Et tu l'as laissé accroché longtemps à son radiateur ?

Une semaine.

...Une semaine ? répète Alessandro une fois l'auditoire de nouveau attentif. Mais comment a-t-il survécu ?

je rentrais deux fois par jour pour le nourrir et le conduire aux toilettes.

C'est monstrueux ! tempête le Colombien.

Nous autres (à part mon voisin) été gênés, fascinés, gigotant sur nos sièges. On se garde d'approuver, mais leurs regards pétillent.

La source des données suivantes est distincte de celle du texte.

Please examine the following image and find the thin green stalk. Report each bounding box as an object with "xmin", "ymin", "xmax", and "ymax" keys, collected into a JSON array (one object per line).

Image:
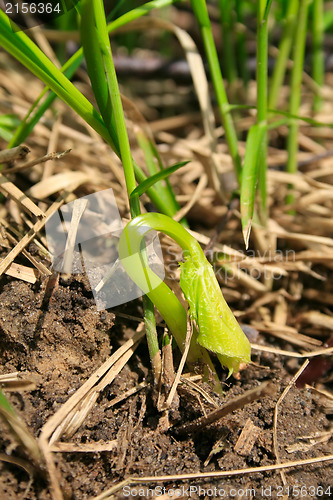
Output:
[
  {"xmin": 191, "ymin": 0, "xmax": 242, "ymax": 184},
  {"xmin": 235, "ymin": 0, "xmax": 250, "ymax": 87},
  {"xmin": 142, "ymin": 295, "xmax": 162, "ymax": 386},
  {"xmin": 268, "ymin": 0, "xmax": 299, "ymax": 109},
  {"xmin": 5, "ymin": 0, "xmax": 182, "ymax": 217},
  {"xmin": 219, "ymin": 0, "xmax": 237, "ymax": 85},
  {"xmin": 119, "ymin": 213, "xmax": 251, "ymax": 375},
  {"xmin": 312, "ymin": 0, "xmax": 325, "ymax": 111},
  {"xmin": 81, "ymin": 0, "xmax": 161, "ymax": 381},
  {"xmin": 286, "ymin": 0, "xmax": 310, "ymax": 204},
  {"xmin": 257, "ymin": 0, "xmax": 269, "ymax": 224}
]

Mais sinon, se n'est pas monstrueux surenchéri l'Homme aux menottes. Nous nous aimions à en mourir. Ce fut l'un des plus intenses moments de notre existence. Probablement le plus beau, le plus pur...Celui où nous nous sommes sentis le plus unis. Ne pouvoir exister l'un sans l'autre. Ne pouvoir ni manger, ni boire, ni bouger l'un sans l'autre...Quoiqu'il en soit, la romance se termine bien. Après cette semaine d'amour fou, nous ne nous sommes plus quittés...Nous nous sommes mariés et vécu dix ans ensemble. Hélas, la passion retombée... Tout de même, grâce aux menottes et au radiateur, la passion aura tout de même duré dix ans !

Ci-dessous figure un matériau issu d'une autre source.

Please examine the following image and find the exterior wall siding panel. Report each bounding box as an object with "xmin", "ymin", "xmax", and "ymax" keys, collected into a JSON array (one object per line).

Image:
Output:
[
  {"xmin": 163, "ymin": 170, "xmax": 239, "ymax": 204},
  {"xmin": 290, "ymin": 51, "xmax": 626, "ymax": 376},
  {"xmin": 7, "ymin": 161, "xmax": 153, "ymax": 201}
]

Sur ce seul moment génial de la soirée, je me lève de mon bureau et te plante là.

Cependant...Impossible d'échanger deux mots avec l'autre, l'homme aux menottes, impossible de l'approcher. Il est désormais...En mains.

Pour te la faire courte : l'Homme aux menottes et le Colombien ont enfourchés la même vespa. Ils rentrent ensemble. Et moi seul, en taxi.